To reproduce the results in the paper, you should run the code in all the files
in this folder first.

The other two methods, [stochastic blockmodel approximation algorithm (SBA)](https://papers.nips.cc/paper/2013/file/b7b16ecf8ca53723593894116071700c-Paper.pdf) (Airoldi et al., 2013), [sorting and smoothing method (SAS)](https://scholar.harvard.edu/files/stanleychan/files/chan_airoldi_2014_0.pdf) (Chan and Airoldi, 2014)
are provided by Chan and Airoldi (2014) and written in MATLAB.
We place the codes in folder **simulation/SAS_SBA**.

## Application

File **application.R** provides a brief example about how to use our proposed method (ICE) with a given network, including some necessary details, like 
how to stop the iterations and select appropriate tuning parameters.

Mark: To generate the simulated network, the code in file **simulation/network_generate.R** should be runned first.

## Simulation

To evaluate our method on simulated networks and compare it with NS, USVT and Oracle, run **simulation/network_generate.R** and **simulation/simulation.R**.

Folder **simulation/data** includes the network data generated, which can be used as the inputs for methods written with Matlab (SAS and SBA). 

Folder **simulation/result** includes the results.
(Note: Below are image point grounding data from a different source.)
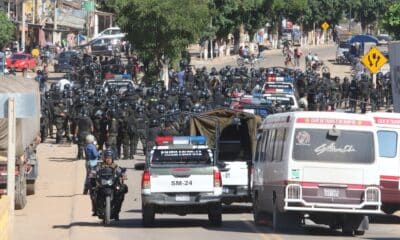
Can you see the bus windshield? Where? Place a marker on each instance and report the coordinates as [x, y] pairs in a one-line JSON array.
[[317, 145]]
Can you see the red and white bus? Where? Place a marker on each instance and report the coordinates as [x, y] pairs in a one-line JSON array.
[[388, 131], [317, 165]]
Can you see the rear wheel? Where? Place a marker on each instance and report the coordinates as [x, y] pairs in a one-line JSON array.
[[284, 220], [107, 211], [215, 214], [30, 187], [389, 209], [148, 215]]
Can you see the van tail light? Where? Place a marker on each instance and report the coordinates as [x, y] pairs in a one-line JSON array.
[[146, 180], [217, 178]]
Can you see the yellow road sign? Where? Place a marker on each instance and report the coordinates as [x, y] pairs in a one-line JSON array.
[[374, 60], [325, 25], [35, 52]]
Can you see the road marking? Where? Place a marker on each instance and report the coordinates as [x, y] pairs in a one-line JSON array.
[[263, 235]]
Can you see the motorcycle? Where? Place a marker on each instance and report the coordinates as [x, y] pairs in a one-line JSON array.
[[104, 194]]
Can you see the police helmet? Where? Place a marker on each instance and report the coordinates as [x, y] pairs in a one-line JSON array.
[[153, 123], [108, 153]]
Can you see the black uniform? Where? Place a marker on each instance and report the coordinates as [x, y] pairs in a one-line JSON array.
[[84, 128]]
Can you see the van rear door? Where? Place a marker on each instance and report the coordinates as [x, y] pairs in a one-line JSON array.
[[337, 167]]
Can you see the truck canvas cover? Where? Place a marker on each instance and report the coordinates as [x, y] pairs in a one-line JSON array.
[[217, 123]]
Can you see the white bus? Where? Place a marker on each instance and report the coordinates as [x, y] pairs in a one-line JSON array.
[[388, 131], [316, 165]]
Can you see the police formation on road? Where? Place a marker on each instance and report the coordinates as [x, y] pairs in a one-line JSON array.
[[86, 109], [120, 118]]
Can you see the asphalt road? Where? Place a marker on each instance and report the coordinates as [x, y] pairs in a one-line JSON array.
[[59, 210]]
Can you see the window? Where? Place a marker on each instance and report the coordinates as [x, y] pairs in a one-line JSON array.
[[387, 141], [258, 148], [264, 146], [181, 156], [316, 145], [270, 145], [279, 143]]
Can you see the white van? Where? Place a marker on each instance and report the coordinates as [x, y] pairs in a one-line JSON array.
[[318, 165], [388, 131]]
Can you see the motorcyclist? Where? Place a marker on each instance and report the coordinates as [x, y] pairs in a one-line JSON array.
[[121, 188]]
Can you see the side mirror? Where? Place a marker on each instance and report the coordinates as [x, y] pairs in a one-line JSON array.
[[139, 166]]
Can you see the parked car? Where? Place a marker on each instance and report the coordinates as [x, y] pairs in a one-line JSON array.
[[22, 62], [63, 61], [107, 46], [384, 39], [112, 31], [341, 49]]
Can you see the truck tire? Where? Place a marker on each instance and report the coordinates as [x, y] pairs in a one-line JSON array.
[[215, 214], [20, 191], [148, 215], [30, 187], [284, 220]]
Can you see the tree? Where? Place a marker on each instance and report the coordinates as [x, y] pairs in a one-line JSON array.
[[319, 11], [391, 20], [7, 29], [161, 30], [228, 16]]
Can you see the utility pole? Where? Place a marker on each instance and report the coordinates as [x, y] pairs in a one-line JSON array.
[[23, 26], [8, 9], [55, 21], [11, 118]]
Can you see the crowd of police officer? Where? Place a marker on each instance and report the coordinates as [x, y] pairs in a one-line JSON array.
[[120, 119]]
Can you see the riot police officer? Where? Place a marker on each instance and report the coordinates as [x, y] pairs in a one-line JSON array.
[[84, 127], [141, 124]]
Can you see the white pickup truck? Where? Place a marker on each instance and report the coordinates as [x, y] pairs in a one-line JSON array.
[[181, 177]]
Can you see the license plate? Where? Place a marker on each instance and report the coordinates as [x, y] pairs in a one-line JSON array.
[[226, 175], [182, 198], [225, 190], [329, 192]]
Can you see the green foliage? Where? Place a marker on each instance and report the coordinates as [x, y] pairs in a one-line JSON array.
[[7, 29], [161, 30], [391, 20], [229, 15]]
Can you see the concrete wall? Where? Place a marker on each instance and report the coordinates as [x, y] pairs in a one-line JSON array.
[[4, 218]]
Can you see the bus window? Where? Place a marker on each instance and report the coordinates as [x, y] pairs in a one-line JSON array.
[[316, 145], [387, 141], [278, 144], [258, 148], [270, 145], [264, 146]]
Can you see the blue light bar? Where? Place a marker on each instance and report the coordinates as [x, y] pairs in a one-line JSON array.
[[195, 140], [126, 76]]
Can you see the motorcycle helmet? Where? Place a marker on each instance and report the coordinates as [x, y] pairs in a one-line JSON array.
[[108, 153]]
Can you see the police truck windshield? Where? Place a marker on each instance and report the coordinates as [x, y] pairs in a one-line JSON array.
[[181, 156], [317, 145]]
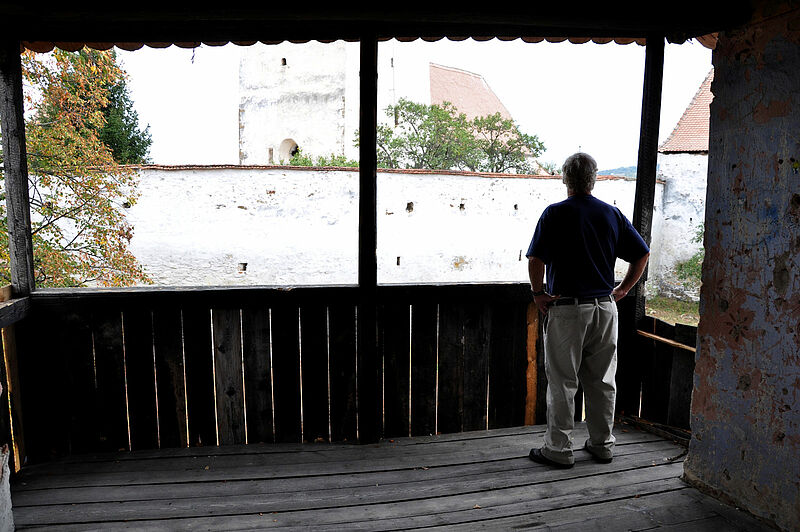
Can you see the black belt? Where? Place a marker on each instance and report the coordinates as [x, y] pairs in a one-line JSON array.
[[581, 300]]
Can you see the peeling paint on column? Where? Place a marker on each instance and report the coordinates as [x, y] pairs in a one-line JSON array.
[[746, 398]]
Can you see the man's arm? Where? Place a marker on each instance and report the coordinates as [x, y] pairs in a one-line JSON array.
[[632, 276], [536, 274]]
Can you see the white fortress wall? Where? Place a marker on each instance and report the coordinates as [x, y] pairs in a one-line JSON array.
[[683, 213], [193, 226], [293, 92]]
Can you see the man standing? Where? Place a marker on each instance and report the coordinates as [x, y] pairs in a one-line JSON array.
[[577, 241]]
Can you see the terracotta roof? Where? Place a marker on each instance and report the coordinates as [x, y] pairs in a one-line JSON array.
[[242, 167], [47, 46], [691, 133], [468, 92]]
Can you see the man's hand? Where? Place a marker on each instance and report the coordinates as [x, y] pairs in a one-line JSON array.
[[543, 302], [635, 270]]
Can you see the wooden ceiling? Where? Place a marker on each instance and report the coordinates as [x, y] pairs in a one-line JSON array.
[[168, 23]]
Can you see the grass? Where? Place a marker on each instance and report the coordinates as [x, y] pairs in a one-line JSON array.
[[673, 310]]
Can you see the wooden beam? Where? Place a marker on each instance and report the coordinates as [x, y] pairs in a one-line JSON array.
[[648, 151], [369, 404], [632, 308], [667, 341], [15, 163], [14, 310]]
We have store the data and results on Graphon 1 with 3 repetitions ***(saving your time!)*** as an example.

To get the performance of SAS and SBA on the same networks, run **simulation/SAS_SBA/simulation_SAS_SBA.m**.

## Real Data Analysis

To evaluate our method on the real network provided by [Nuerodata](http://mrneurodata.s3-website-us-east-1.amazonaws.com/BNU3/ndmg_0-0-48/graphs/DS00350/sub-0027055_ses-1_dwi_DS00350.gpickle):

- run **real_data/estimate.R** first to get the estimates obtained by the above methods
- run **real_data/link_prediction.R** to evaluate their performances via the task of link prediction
- run **real_data/host_game.R** to evaluate their performances via the "host game" we propose in the paper

Folder **real_data/data** includes the original network data and the adjacency matrix. 

Folder **real_data/result** includes the results of the evaluation procedure with 3 repetitions ***(saving your time!)***  as an example.